To address these issues and/or other issues, in some embodiments, a system may provide a HIPAA-eligible conversational intelligence capability trained to understand patient-physician conversations across diverse medical specialties. In order to overcome accuracy problems of current machine learning models, a medical transcription engine may be trained using medical training data that includes annotated medial entities that the medical transcription engine is to be trained to detect. Also, a medical natural language processing engine may be trained with annotated versions of medical transcripts generated by the medical transcription engine. Additionally, instead of using a single (or shared) machine learning model to perform various tasks involved in summary generation from a transcript, different tasks involved in generating a summary may be separated out into discrete tasks of a workflow performed by a medical natural language processing engine. Additionally, discrete machine learning models may be trained to perform respective ones of the discrete tasks of the workflow, wherein the discrete machine learning models are trained to perform a narrow task and are also trained using specialized training data (that has been annotated), wherein the specialized training data is based on outputs generated by a preceding task in the workflow, wherein the preceding task uses its own discrete machine learning model specially trained to perform a narrow task involved in the preceding task in the workflow. In this way, highly accurate medical transcripts may be generated with a high-level of confidence.

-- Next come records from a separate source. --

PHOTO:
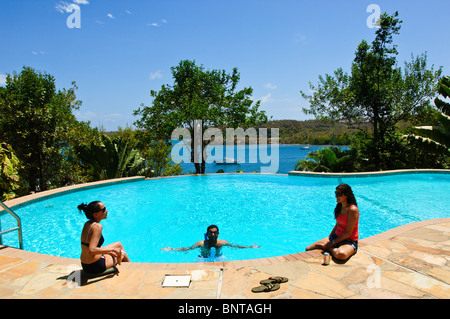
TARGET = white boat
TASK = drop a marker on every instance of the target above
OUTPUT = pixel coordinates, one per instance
(228, 161)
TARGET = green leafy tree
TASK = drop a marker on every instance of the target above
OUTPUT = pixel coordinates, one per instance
(36, 119)
(377, 90)
(9, 175)
(209, 96)
(159, 160)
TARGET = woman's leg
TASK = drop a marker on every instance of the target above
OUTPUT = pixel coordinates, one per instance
(343, 252)
(319, 244)
(119, 245)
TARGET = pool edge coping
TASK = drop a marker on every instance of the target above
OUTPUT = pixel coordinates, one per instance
(28, 256)
(32, 256)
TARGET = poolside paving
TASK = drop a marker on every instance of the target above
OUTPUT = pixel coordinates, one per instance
(411, 261)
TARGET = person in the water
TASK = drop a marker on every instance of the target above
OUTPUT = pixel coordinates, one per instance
(211, 241)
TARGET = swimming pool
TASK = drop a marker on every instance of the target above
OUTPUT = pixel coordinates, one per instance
(282, 214)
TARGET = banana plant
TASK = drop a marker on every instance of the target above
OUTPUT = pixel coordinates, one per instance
(111, 158)
(9, 177)
(436, 139)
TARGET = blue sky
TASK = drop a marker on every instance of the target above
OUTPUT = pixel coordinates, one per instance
(124, 49)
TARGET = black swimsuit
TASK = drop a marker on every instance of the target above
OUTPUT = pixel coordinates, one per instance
(98, 266)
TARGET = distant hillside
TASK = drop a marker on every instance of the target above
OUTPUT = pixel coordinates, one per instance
(313, 132)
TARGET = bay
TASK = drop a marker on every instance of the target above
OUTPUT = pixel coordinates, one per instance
(288, 155)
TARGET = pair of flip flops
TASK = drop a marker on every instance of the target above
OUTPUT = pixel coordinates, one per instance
(271, 284)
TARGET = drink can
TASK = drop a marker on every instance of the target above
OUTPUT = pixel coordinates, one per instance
(326, 259)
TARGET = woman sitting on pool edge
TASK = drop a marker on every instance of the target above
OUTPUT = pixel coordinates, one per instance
(211, 241)
(343, 240)
(94, 258)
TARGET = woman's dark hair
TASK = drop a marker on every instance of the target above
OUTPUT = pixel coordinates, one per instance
(211, 227)
(351, 200)
(90, 209)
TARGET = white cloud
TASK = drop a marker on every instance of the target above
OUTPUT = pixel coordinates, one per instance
(300, 38)
(271, 86)
(62, 7)
(266, 98)
(65, 7)
(156, 75)
(2, 79)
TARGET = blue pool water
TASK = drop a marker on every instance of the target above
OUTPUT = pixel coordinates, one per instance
(282, 214)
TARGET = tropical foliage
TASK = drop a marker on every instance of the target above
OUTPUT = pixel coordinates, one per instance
(198, 94)
(436, 139)
(111, 158)
(377, 91)
(37, 120)
(9, 172)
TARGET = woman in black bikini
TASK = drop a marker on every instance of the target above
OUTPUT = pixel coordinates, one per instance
(95, 259)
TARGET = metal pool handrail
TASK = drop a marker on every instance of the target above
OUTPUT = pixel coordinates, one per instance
(18, 228)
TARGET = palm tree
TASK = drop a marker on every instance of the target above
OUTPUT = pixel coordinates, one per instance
(9, 176)
(436, 139)
(111, 158)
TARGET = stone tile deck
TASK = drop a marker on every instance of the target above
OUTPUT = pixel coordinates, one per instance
(411, 261)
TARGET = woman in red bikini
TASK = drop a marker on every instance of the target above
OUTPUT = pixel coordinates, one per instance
(343, 240)
(95, 259)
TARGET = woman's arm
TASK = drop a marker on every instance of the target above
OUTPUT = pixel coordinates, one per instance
(225, 243)
(196, 245)
(351, 222)
(95, 238)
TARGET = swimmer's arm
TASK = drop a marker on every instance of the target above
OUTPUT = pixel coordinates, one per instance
(239, 246)
(196, 245)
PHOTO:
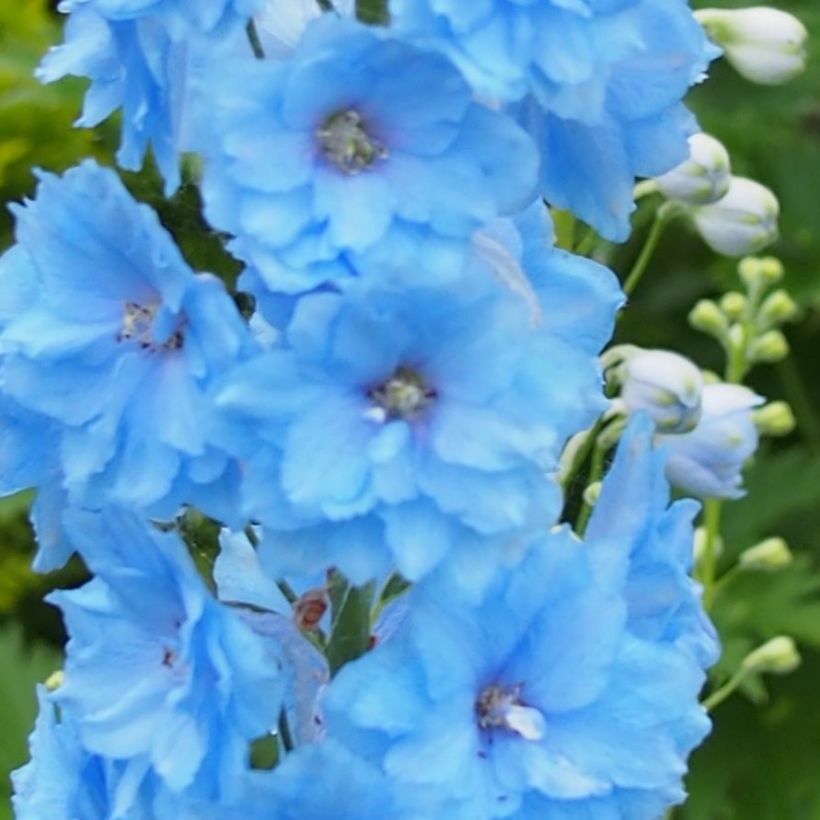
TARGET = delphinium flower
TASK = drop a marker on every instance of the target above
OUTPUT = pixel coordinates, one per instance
(118, 332)
(356, 151)
(633, 524)
(159, 674)
(599, 86)
(138, 57)
(708, 461)
(554, 696)
(406, 415)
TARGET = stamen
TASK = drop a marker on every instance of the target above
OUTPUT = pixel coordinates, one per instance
(403, 396)
(498, 708)
(346, 143)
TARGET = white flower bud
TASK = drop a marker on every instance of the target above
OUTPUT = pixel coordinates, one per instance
(665, 385)
(778, 656)
(743, 222)
(701, 179)
(767, 556)
(707, 462)
(763, 44)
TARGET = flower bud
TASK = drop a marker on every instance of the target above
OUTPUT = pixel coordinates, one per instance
(775, 419)
(707, 462)
(701, 179)
(762, 44)
(699, 546)
(707, 317)
(760, 271)
(770, 347)
(665, 385)
(767, 556)
(778, 656)
(777, 309)
(734, 305)
(743, 222)
(591, 493)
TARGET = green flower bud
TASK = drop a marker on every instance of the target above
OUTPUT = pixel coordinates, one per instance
(777, 309)
(734, 304)
(591, 494)
(707, 317)
(775, 419)
(767, 556)
(778, 656)
(762, 44)
(770, 347)
(760, 271)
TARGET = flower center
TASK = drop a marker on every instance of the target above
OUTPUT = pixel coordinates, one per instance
(138, 324)
(403, 396)
(498, 708)
(346, 143)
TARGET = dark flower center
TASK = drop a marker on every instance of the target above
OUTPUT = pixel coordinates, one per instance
(345, 142)
(138, 324)
(403, 396)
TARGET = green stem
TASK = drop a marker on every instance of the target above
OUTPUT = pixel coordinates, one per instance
(596, 469)
(253, 39)
(711, 518)
(722, 693)
(350, 637)
(583, 452)
(284, 732)
(564, 223)
(373, 12)
(650, 246)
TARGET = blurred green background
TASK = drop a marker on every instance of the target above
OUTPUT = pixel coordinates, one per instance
(763, 759)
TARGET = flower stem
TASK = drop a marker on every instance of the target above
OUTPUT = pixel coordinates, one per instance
(372, 11)
(650, 246)
(253, 39)
(711, 517)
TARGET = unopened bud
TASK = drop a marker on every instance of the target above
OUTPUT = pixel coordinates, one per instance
(665, 385)
(775, 419)
(591, 494)
(762, 44)
(734, 305)
(707, 317)
(767, 556)
(55, 680)
(701, 179)
(699, 546)
(743, 222)
(760, 271)
(770, 347)
(778, 656)
(777, 309)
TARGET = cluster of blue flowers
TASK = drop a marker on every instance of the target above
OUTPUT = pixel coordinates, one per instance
(380, 441)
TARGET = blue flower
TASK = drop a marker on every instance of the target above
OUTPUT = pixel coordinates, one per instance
(537, 701)
(117, 331)
(598, 86)
(356, 151)
(63, 780)
(707, 462)
(434, 410)
(138, 57)
(634, 530)
(158, 674)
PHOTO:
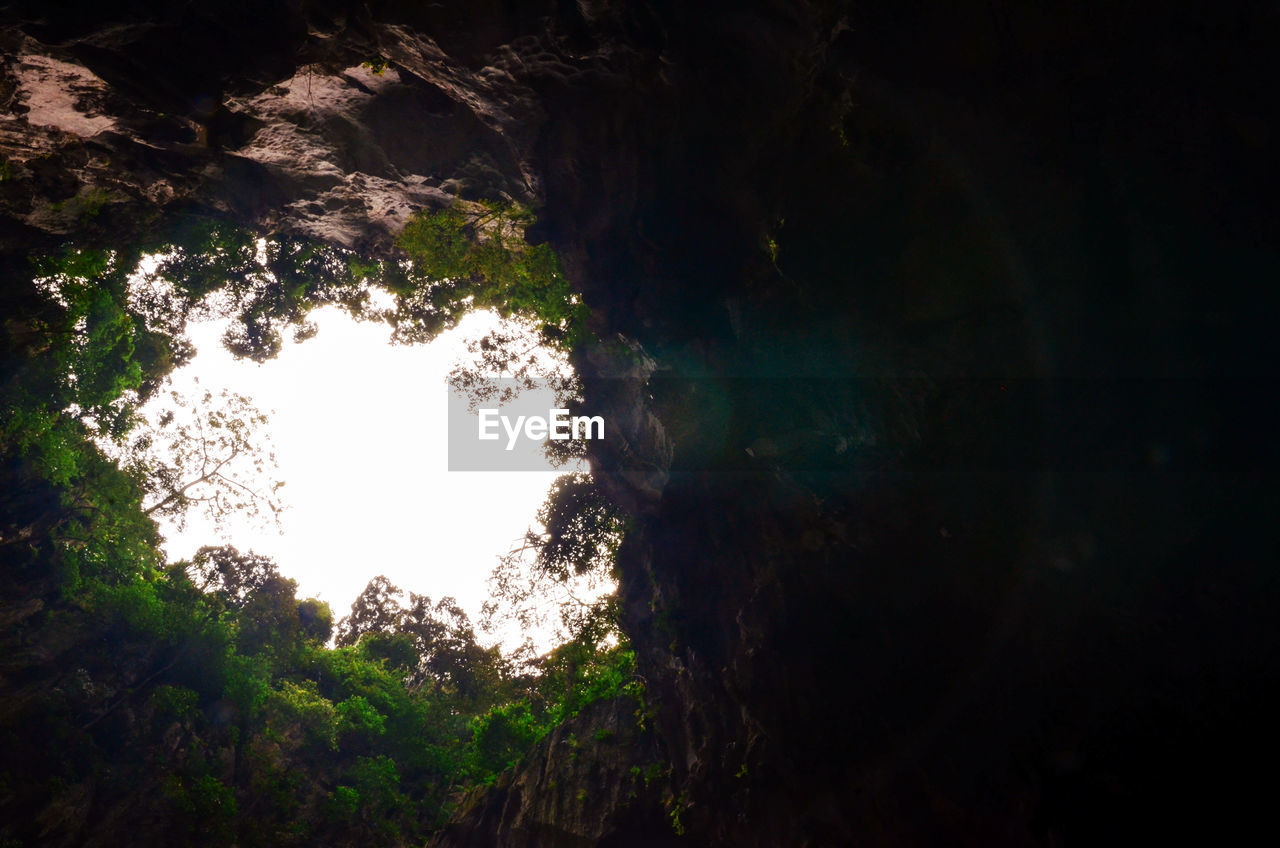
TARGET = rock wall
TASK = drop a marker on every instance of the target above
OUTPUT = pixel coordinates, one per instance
(947, 443)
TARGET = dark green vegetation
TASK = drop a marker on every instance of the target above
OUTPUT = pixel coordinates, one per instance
(201, 701)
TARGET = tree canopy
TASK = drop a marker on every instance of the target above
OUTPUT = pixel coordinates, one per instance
(204, 697)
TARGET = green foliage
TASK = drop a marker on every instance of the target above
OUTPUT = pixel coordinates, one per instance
(200, 697)
(478, 259)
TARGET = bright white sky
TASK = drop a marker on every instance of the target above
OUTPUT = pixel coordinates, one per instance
(359, 428)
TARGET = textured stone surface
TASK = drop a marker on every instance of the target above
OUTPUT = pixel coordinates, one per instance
(762, 194)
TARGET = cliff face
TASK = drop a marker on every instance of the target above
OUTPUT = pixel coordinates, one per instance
(949, 529)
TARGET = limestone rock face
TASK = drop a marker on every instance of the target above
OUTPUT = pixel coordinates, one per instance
(951, 470)
(595, 780)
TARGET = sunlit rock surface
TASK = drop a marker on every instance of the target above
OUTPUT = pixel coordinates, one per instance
(891, 579)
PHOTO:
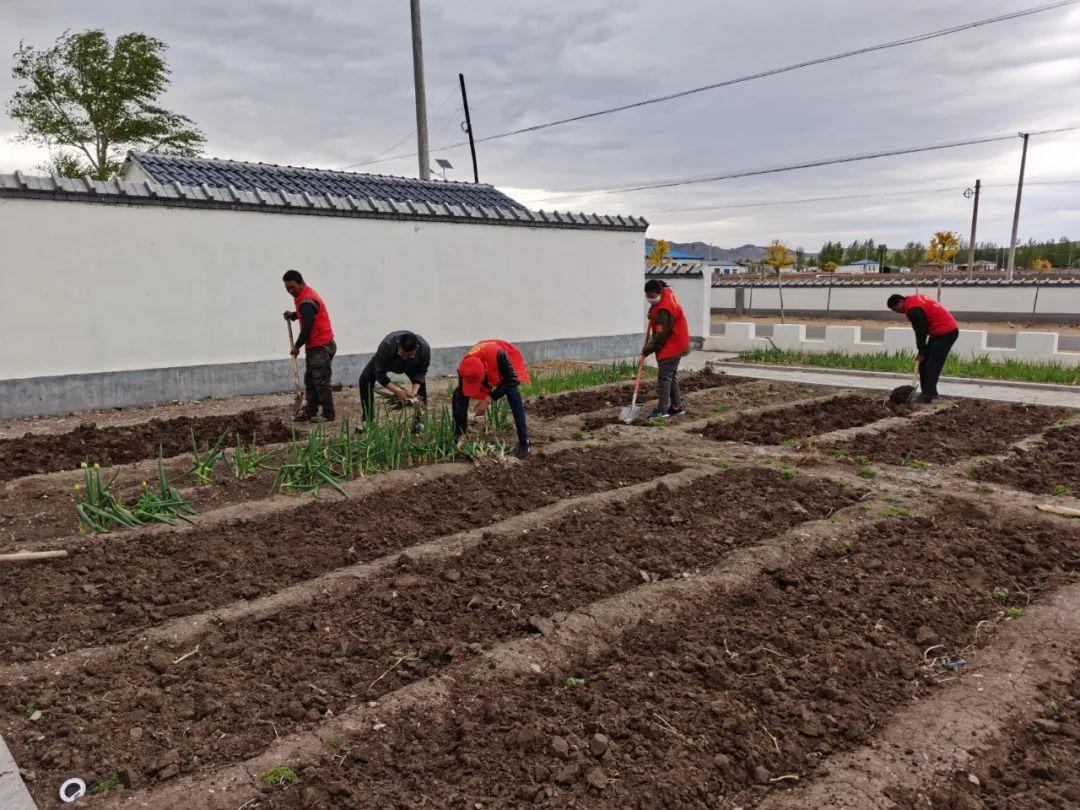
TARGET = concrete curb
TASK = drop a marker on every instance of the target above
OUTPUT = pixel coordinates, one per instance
(13, 793)
(899, 376)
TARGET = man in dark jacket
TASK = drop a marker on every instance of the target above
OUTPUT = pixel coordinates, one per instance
(400, 352)
(935, 331)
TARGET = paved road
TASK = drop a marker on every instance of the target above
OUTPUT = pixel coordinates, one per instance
(885, 382)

For example, a single machine learning model that has been trained to go directly from an input transcript to an output summary may make errors in the summary, such as attributing phrases spoken by a patient to be marked as if they were spoken by a physician, incorrectly stating a drug name or dosage, etc. However, when separated into discrete tasks and integrated together via shared data that builds on a preceding task, a medical natural language processing engine comprising multiple specially trained machine learning models may be configured to identify phrase attribution with very low error, and identify medical entities, such as drug names and dosages, with high accuracy, as well as perform other summarization tasks with a high-level of accuracy and confidence.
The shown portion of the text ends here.